Unlike other model averaging methods, the ensemble framework allows for uncertainty to decrease as the number of models increases. We can observe this by refitting the ensemble on a smaller number of simulators. We refit the ensemble with \(M = 1, 2, 3\).

fit_M1 <- fit_ensemble_model(observations = list(val_obs, cov_obs),
                             simulators = list(list(val_model_1, cov_model_1, "Model 1")),
                             priors = EnsemblePrior(d),
                             control = list(adapt_delta = 0.9))
samples_M1 <- generate_sample(fit_M1)

fit_M2 <- fit_ensemble_model(observations = list(val_obs, cov_obs),
                             simulators = list(list(val_model_1, cov_model_1, "Model 1"),
                                            list(val_model_2, cov_model_2, "Model 2")),
                          priors = EnsemblePrior(d),
                          control = list(adapt_delta = 0.9))
samples_M2 <- generate_sample(fit_M2)

fit_M3 <- fit_ensemble_model(observations = list(val_obs, cov_obs),
                          simulators = list(list(val_model_1, cov_model_1, "Model 1"),
                                            list(val_model_2, cov_model_2, "Model 2"),
                                            list(val_model_3, cov_model_3, "Model 3")),
                          priors = EnsemblePrior(d),
                          control = list(adapt_delta = 0.9))
samples_M3 <- generate_sample(fit_M3)

plot_grid(
  plot(samples_M1, variable=1) + ggtitle("1 Model")  + theme(legend.position = "none"),
  plot(samples_M2, variable=1) + ggtitle("2 Models") + theme(legend.position = "none"),
  plot(samples_M3, variable=1) + ggtitle("3 Models") + theme(legend.position = "none"),
  plot(samples   , variable=1) + ggtitle("4 Models") + theme(legend.position = "none"))

To quantify this effect, we plot how the variance of predictions beyond the range of observation data changes over time.

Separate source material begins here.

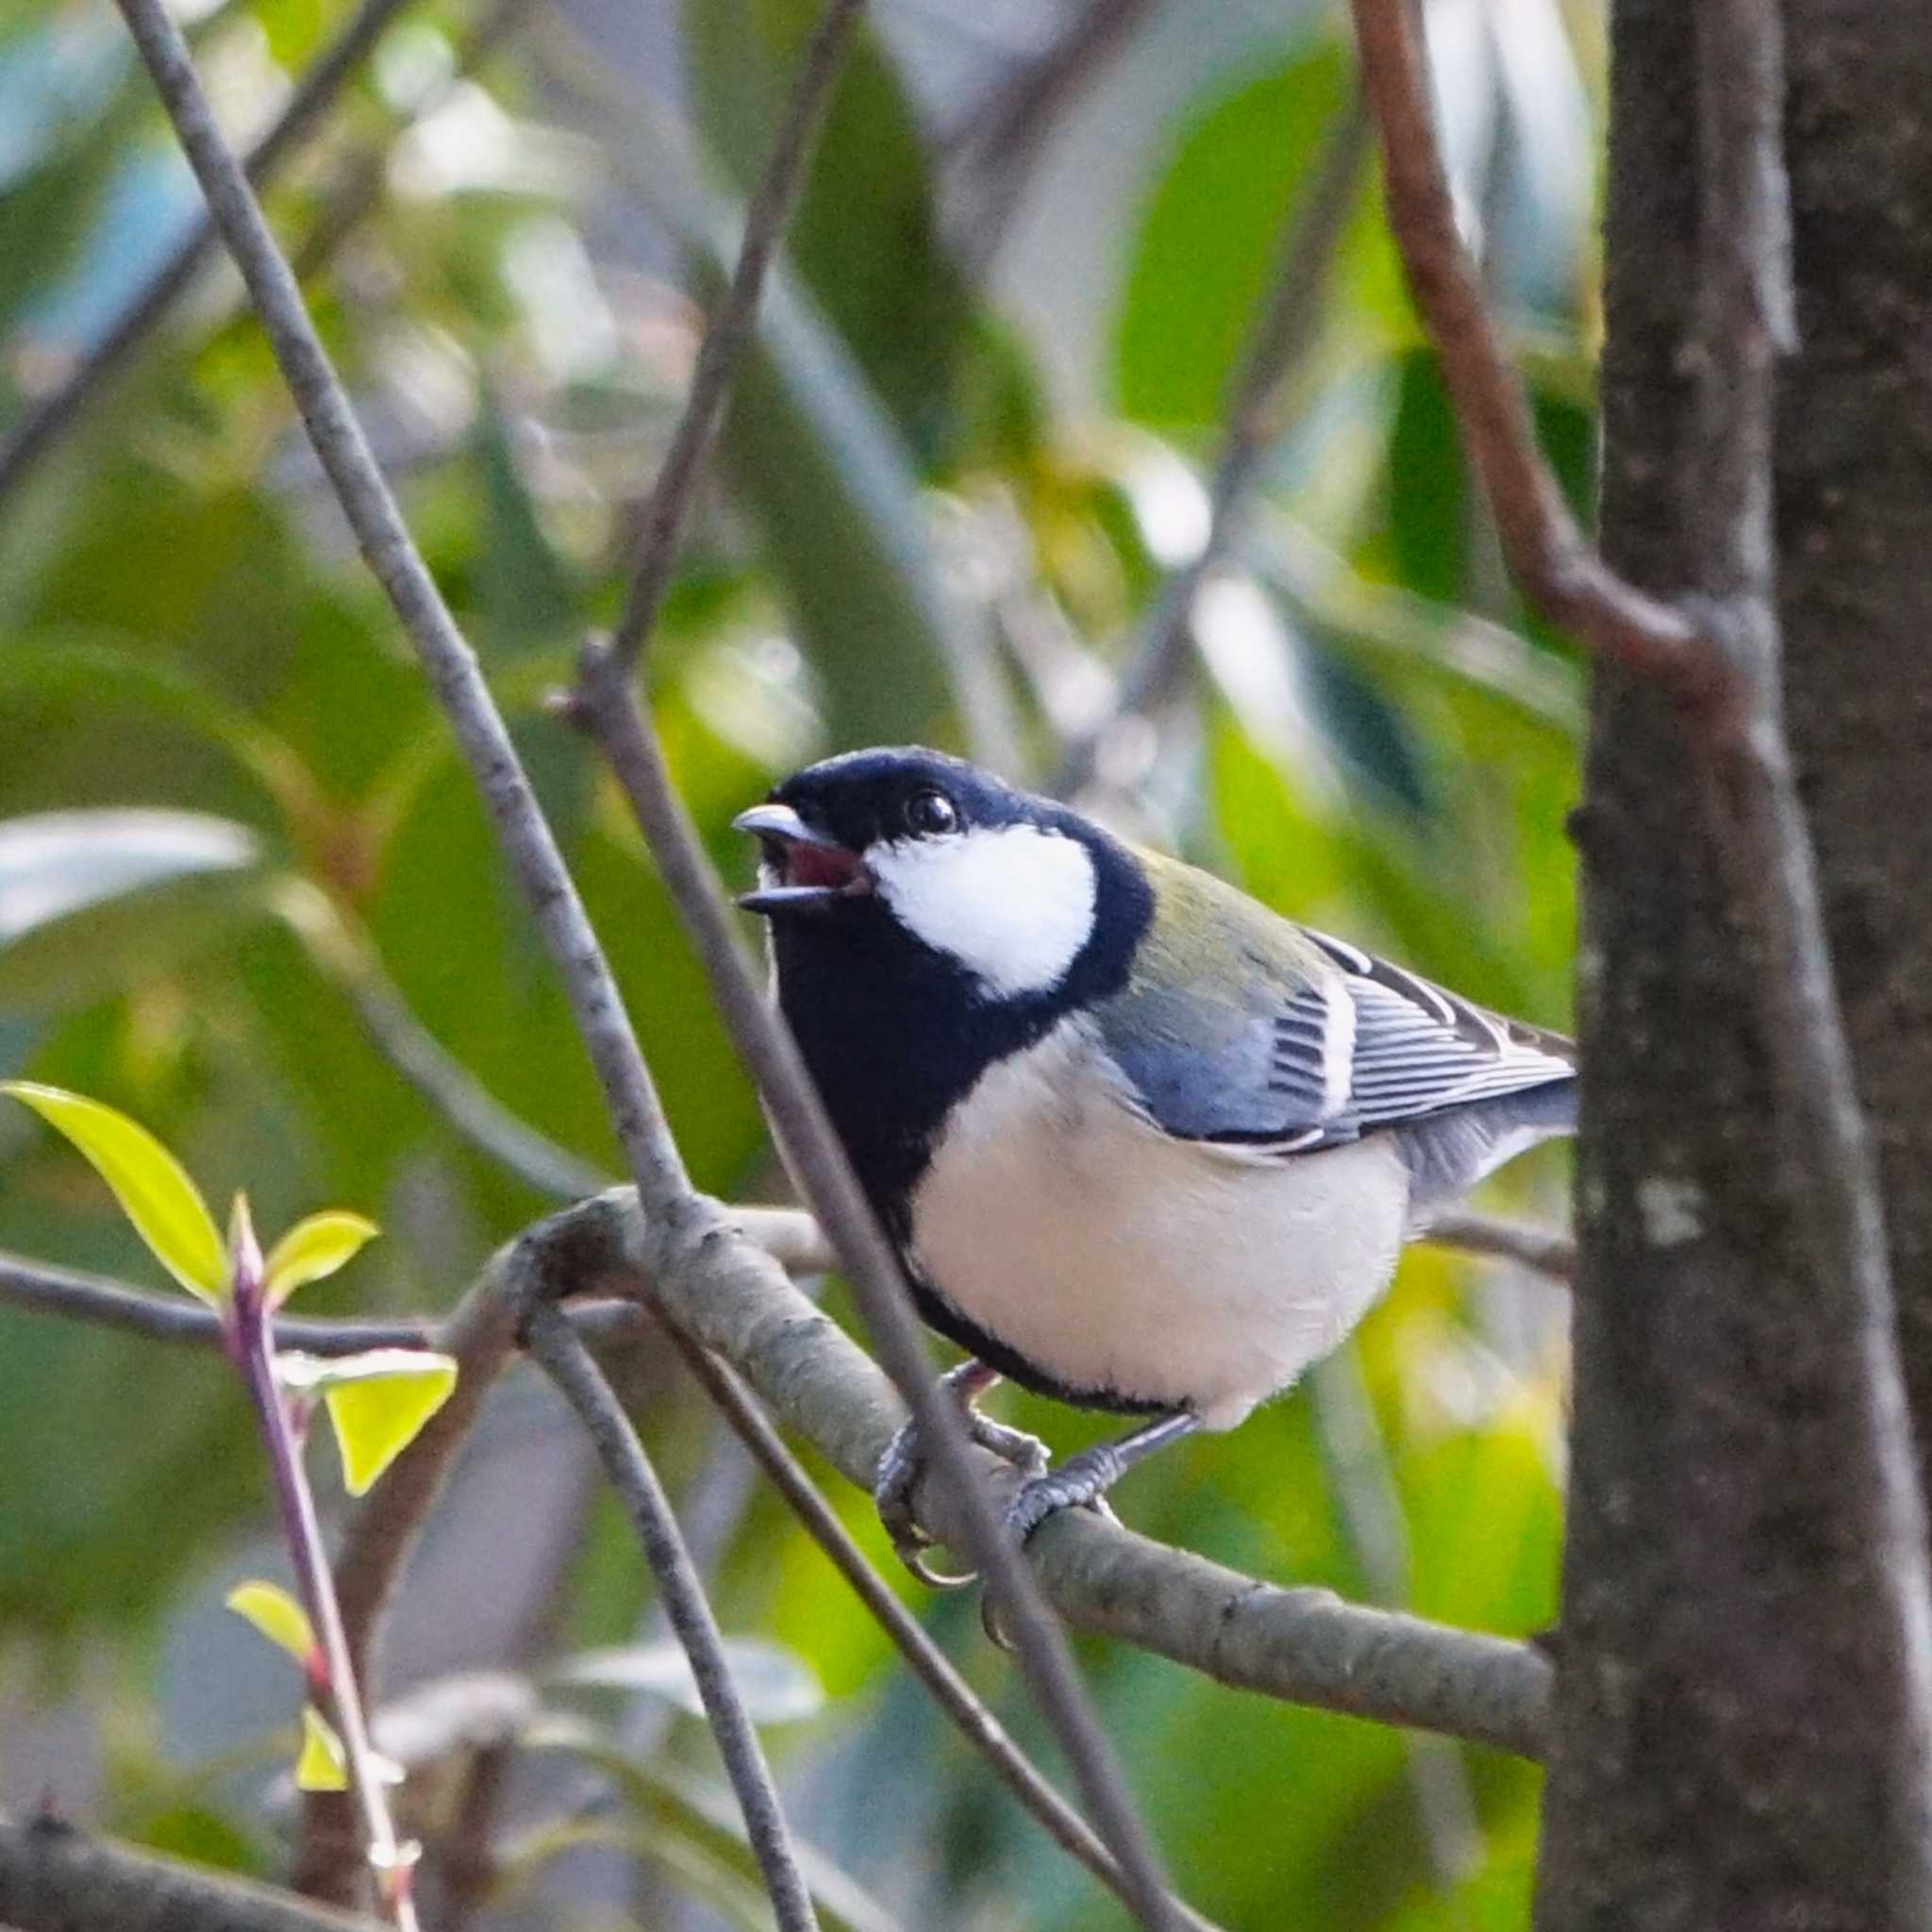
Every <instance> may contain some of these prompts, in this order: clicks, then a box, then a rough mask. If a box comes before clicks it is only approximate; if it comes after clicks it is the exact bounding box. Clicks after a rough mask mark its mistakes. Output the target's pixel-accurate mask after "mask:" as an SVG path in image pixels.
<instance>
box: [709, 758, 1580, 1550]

def.par <- par(no.readonly=TRUE) #old pars
par(mfrow = c(d, 1))
legend_ys <- c(0.4, 0.18, 0.12)
for(i in 1:d){
  plot.ts(apply(samples_M1@samples[40:50,i,],1, var), 
          main = paste0("Species ", i), ylab="Variance" )
  lines(apply(samples_M2@samples[40:50,i,],1, var), col = 2)
  lines(apply(samples_M3@samples[40:50,i,],1, var), col = 3)
  lines(apply(samples@samples[40:50,i,],1, var), col = 4)
  legend(1, legend_ys[i], legend = c("1 Model", "2 Models", "3 Models", "4 Models"),
          col = 1:4, lty = 1)
}
par(def.par)

As shown in the graphs, there is a marked reduction in the variance of predictions when more simulators are used in the ensemble.